Das Urteil ist nicht das Ende
Die wichtigsten und die häufigsten Fragen zum Sturm-Prozess - und der Versuch, Antworten zu finden.

Foto © Marija Kanizaj
Warum gibt es diese Zweiteilung bei den Strafen? Einerseits zwei Jahre Haft, dazu eine Geldstrafe von 6,6 Millionen Euro (oder 18 Monate Ersatzfreiheitsstrafe) und andererseits drei Jahre Haft für Kartnig? ANTWORT: Es waren Delikte nach dem Strafgesetz und Delikte nach dem Finanzstrafgesetz angeklagt. In solchen Fällen wird jeweils eine eigene Strafe ausgesprochen.
Zitat
"Seit Freitag geht's mir überhaupt net guat. Wie soll man sechs Millionen zahlen? Aber ich hoffe und glaube noch an die Gerechtigkeit."
Hannes Kartnig zwischen Verzweiflung und Hoffnung
Wie kommt die Geldstrafe von 6,6 Millionen Euro zustande? ANTWORT: Die Höchststrafe beträgt das Zweifache des hinterzogenen Betrages. Dieser Höchstbetrag wäre bei Kartnig 22,1 Millionen Euro gewesen. 30 Prozent davon hat das Gericht verhängt, macht 6,6 Millionen. Dazu wurden zwei Jahre Haft (unbedingt) als angemessen erachtet.
Alle Angeklagten haben nach dem Finanzstrafgesetz hohe Geldstrafen bekommen, die sie realistischerweise kaum bezahlen können. ANTWORT: "Jeder ist nach seinem tatsächlichen Tatbeitrag zu be-strafen", hat Richter Karl Buchgraber gesagt. Für den Fall der Nichtbezahlung sind Ersatzfreiheitsstrafen vorgesehen.
Zitat
"Fremde gehen auf mich zu und sagen, sie verstehen das nicht. Viele Juristen sind empört. 90 Prozent des Volkes sind gegen dieses Urteil."
Hannes Kartnig freut sich über Zuspruch
An die Angeklagten ist die Weisung ergangen, den geschuldeten Abgabenbetrag binnen einem Jahr zu bezahlen. Welchen Sinn hat das, wenn sie nicht einmal die Geldstrafe aufbringen können?

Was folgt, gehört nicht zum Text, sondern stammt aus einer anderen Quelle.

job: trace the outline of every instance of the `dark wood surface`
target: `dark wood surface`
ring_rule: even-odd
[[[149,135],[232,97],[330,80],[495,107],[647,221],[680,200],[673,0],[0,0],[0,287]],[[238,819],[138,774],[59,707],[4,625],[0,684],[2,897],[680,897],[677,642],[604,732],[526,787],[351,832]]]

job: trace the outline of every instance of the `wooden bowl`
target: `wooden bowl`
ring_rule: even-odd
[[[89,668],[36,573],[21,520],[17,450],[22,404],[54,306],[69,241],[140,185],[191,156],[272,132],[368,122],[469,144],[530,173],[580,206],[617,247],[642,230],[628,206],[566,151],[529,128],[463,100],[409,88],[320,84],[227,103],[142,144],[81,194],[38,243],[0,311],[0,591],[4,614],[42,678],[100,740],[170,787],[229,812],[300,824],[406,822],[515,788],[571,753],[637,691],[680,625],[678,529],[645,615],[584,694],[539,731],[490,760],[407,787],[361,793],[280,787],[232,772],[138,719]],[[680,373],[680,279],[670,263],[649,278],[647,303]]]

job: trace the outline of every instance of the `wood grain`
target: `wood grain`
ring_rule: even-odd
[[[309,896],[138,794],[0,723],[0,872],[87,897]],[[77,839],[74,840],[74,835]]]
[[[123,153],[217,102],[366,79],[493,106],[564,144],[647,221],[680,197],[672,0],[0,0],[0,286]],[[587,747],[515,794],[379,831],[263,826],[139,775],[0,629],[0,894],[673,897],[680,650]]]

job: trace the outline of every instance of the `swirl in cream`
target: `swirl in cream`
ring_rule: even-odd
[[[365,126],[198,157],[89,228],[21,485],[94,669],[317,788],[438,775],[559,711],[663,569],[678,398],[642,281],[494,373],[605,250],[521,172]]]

Wäre es da nicht besser gewesen, die bedingten Strafen gleich unbedingt auszusprechen? ANTWORT: Diese Bestimmung ist eher theoretisch, denn eine Bezahlung ist natürlich höchst unrealistisch. Die Angeklagten dürften ruiniert sein, wenn die Urteile rechtskräftig werden sollten. Aber die Nichtbezahlung hat nur Folgen, wenn sie willentlich erfolgt. Beispiel des Richters: "Wenn Sie einen Lottogewinn machen und nicht bezahlen . . ."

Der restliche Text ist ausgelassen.